# P300 Waves for Single Subjects¶

## The Stimulus Channel¶

Each data file includes EEG recorded during a visual stimulus protocol designed to elicit P300 waves. In the single-letter protocol, subjects looked at a computer screen in the center of which single letters were briefly displayed sequentially, in a random order. In the first trial, they were asked to count the number of times the letter ‘b’ appeared. They were then asked to count the number of times the letter ‘d’ appeared, and then again counting the number of times the letter ‘p’ appeared. These three trials were then repeated, but instead of displaying a single letter, nine letters were simultaneously displayed, in a three-by-three table. Subjects were asked to count the number of times the letter ‘b’ appeared in the center of the table, and similarly the letter ‘d’, and the letter ‘p’.

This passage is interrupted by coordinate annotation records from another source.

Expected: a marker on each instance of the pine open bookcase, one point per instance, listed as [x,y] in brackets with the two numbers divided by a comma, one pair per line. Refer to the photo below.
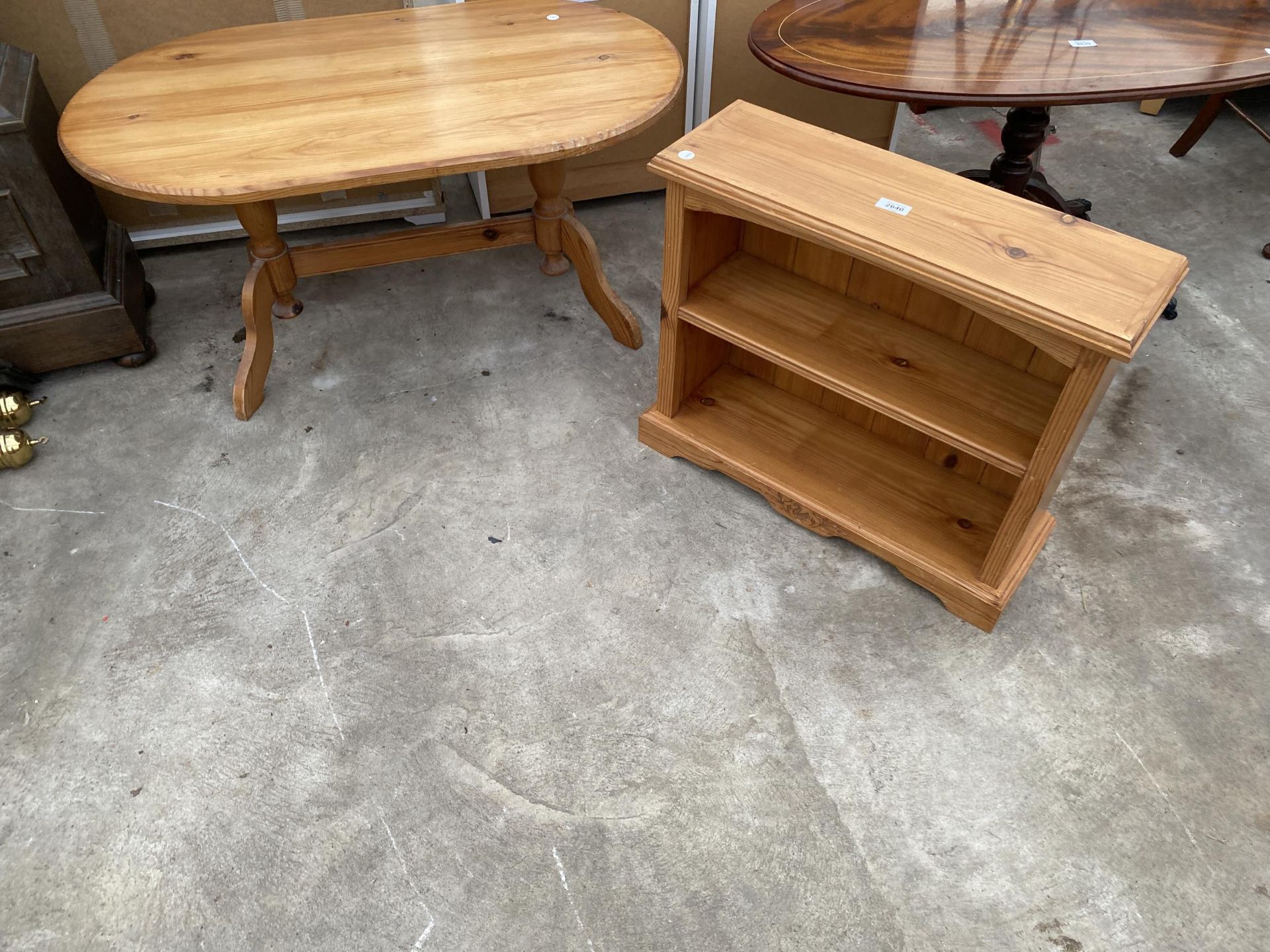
[889,353]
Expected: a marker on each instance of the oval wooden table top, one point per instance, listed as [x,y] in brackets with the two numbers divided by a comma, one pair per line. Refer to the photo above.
[1017,52]
[299,107]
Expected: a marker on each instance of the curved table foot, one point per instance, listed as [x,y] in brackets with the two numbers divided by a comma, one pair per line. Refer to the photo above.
[142,357]
[1039,190]
[258,350]
[579,247]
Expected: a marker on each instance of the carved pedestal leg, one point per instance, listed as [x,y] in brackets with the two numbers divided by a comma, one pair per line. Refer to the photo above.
[1015,172]
[261,220]
[258,302]
[560,235]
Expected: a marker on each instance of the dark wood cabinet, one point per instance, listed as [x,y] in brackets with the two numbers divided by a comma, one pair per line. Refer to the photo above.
[71,286]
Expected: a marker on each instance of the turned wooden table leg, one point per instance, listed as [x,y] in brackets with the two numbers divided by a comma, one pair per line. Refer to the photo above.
[550,207]
[564,239]
[261,220]
[258,301]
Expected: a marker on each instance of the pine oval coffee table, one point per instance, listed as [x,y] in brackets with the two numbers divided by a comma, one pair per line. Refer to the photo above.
[251,114]
[1029,56]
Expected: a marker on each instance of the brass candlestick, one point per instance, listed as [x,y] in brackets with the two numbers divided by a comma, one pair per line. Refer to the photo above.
[17,448]
[16,408]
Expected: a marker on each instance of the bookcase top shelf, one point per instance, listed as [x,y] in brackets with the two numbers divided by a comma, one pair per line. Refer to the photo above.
[1003,257]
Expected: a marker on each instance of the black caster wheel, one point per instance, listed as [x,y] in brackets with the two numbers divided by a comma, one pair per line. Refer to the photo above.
[140,358]
[1080,207]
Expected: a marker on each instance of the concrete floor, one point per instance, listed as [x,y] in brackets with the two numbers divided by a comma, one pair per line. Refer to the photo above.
[433,654]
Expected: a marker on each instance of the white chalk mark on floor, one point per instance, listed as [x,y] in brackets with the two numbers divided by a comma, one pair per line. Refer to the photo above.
[331,706]
[409,879]
[1171,808]
[69,512]
[564,881]
[320,678]
[237,550]
[273,592]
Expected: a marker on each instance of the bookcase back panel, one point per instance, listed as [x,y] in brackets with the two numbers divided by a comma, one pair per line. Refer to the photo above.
[893,430]
[898,298]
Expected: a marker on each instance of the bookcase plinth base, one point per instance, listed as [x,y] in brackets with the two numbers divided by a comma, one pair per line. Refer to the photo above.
[963,596]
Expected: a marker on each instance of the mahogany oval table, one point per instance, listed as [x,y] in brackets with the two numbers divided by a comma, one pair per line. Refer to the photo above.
[1024,54]
[249,114]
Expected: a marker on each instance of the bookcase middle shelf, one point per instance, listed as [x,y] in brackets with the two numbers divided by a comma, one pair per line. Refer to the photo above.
[972,401]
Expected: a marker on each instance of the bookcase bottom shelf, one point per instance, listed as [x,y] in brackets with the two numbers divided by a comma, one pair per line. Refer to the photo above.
[837,479]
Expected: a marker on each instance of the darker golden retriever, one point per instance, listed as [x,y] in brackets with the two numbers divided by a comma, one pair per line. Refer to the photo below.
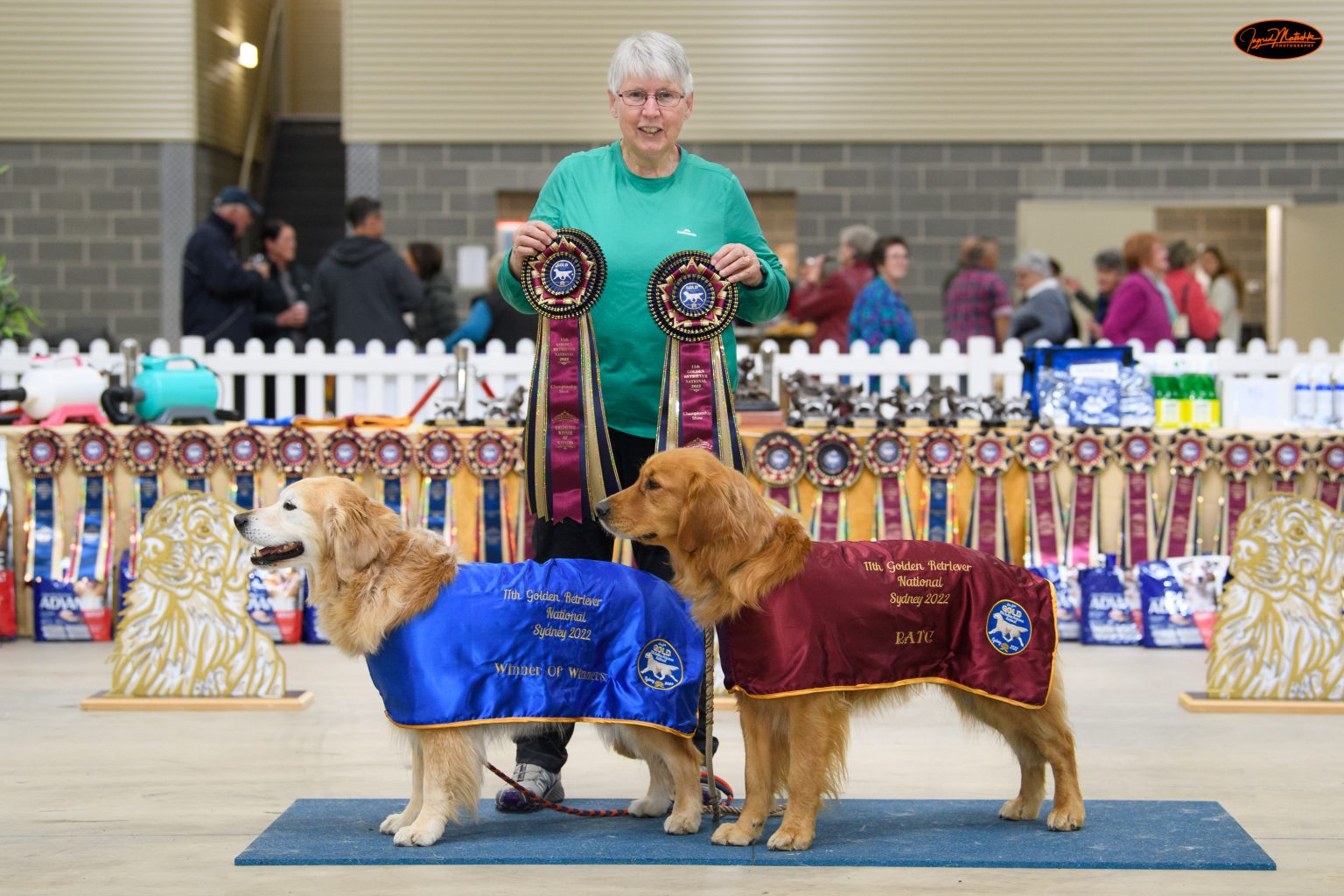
[368,574]
[729,552]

The letter being presented in the center of the computer screen is indicated in the stimulus channel of the data. For the g.tec g.GAMMAsys data files, this is the ninth channel. We can see this by again plotting all nine channels, but this time of the seventh element (index 6) in the data list, the one for which the protocol is letter-b.

In [1]: import json

In [2]: import numpy as np

In [3]: import matplotlib.pyplot as plt

In [5]: letterd = data[4]

In [6]: letterd['protocol']
Out[6]: u'letter-d'

# Note the transpose here.  Time now advances by row.  Columns are channels
In [7]: eeg = np.array(letterd['eeg']['trial 1']).T

In [8]: plt.ion()

In [9]: plt.figure();

In [10]: plt.plot(eeg[4000:5000,:9] + 80*np.arange(8,-1,-1));

In [11]: plt.plot(np.zeros((1000,9)) + 80*np.arange(8,-1,-1),'--',color='gray');

In [12]: plt.yticks([]);

In [13]: plt.legend(letterd['channels'] + ['Stimulus']);

In [14]: plt.axis('tight');


The stimulus channel has the values

In [1]: np.unique(eeg[:,8])
Out[1]:
array([-118., -116., -115., -112., -110., -109., -107., -105., -102.,
-101.,  -98.,  -97.,  -32.,    0.,  100.])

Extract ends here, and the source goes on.